Crítica | Galo de Briga (1974)

HONRA AMERICANA?

Filme de Monte Hellman propõe uma visão alternativa e um anacronismo mitológico


Monte Hellman é um daqueles diretores exilados, que não se encaixam em nenhum movimento ou gênero específico na história do Cinema, um cuja árvore genealógica só pode ser reconhecida quando olhamos com distanciamento o suficiente para perceber que essa história não é linear, e sim um emaranhado do qual as diferentes vertentes e frentes tecem uma teia complexa.

De certa maneira, ele me remete a Edgar G. Ullmer e seu crescente Detour (1945), que com sua roupagem de filme B parece comentar sobre alguns dos elementos mais comuns do Noir enquanto este ainda estava em curso. Os faroestes de Hellman são, de certo modo, maquinações que representam não referências e reverências àquele que já foi, também, o maior gênero norte-americano, mas sim uma visão distanciada e específica deste. Em Disparo Para Matar (1966), vemos os restos em forma de tiroteio, em A Vingança de Um Pistoleiro (1966), vemos esses restos sendo soprados com o vento.

Talvez seja possível caracterizar Hellman como um diretor pós-gênero, que se encarrega de filmar coisas que os gêneros não filmavam. O modo como atola seus protagonistas na aridez do deserto (e não a expande), ou como cria tensão em duas conversas paralelas que antecedem o tiroteio (e não neste), a ele não interessa o que a todos interessaria, mas sim essa dimensão comumente ignorada dentro do próprio filme, e que se tornam os seus filmes.

Em Galo de Briga, vemos um protagonista de meticulosidade melviniana, que trata seus galos com o mesmo cuidado que um bressoniano trataria sua rotina de ladrão de bolso, sua fuga da prisão, ou mesmo seu trabalho como padre em uma pequena cidade. 

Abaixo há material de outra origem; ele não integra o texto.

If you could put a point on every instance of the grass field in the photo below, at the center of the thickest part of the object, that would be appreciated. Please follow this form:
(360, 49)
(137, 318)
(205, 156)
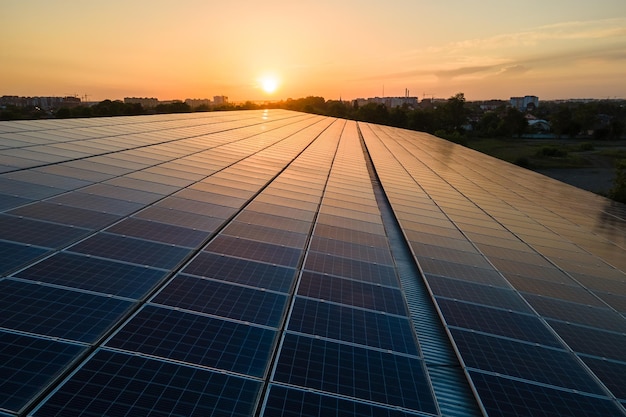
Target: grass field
(583, 163)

Um estilo de vida que traz junto a pergunta: o que faz alguém querer entrar para um mundo que se resolve em fundos de quintal e quartos de hotel, e te coloca em contato com pessoas que acham normal abusar de criaturas vivas que, em tese, para eles significam algo. É um filme que faz questão de se dissociar de tempo e espaço, criando uma espécie de deslocamento geográfico: as lutas de galos, tão mexicanas, como símbolo de uma honra tão norte-americana (o cara falar pra mulher que ela precisa ver ele no ringue é uma das falas mais geniais e patéticas que já ouvi).

E se nos faroestes comentados acima os protagonistas de Hellman já pareciam apenas dispositivos para o gênero (ou modelos, se estamos falando de Bresson), e não mais arquétipos, em Galo de Briga assistimos o que nas mãos de Hollywood seria uma clássica história de heroísmo, do homem que abdicou da própria vida para ir atrás do seu sonho de se tornar o maior lutador de galos do sul dos Estados Unidos.

Tão grande diretor é Hellman, e tão suspenso são seus filmes do mundo real (e do mundo filmado), que talvez a sequência mais importante do filme seja aquela onde o protagonista e sua amada se beijam emoldurados pelas águas em movimento do lago. Um romance que se desenvolve na tragédia do esgotamento da narrativa hollywoodiana clássica. Não há mais para onde ir, diria Hellman, nem para os gêneros, nem para os galos.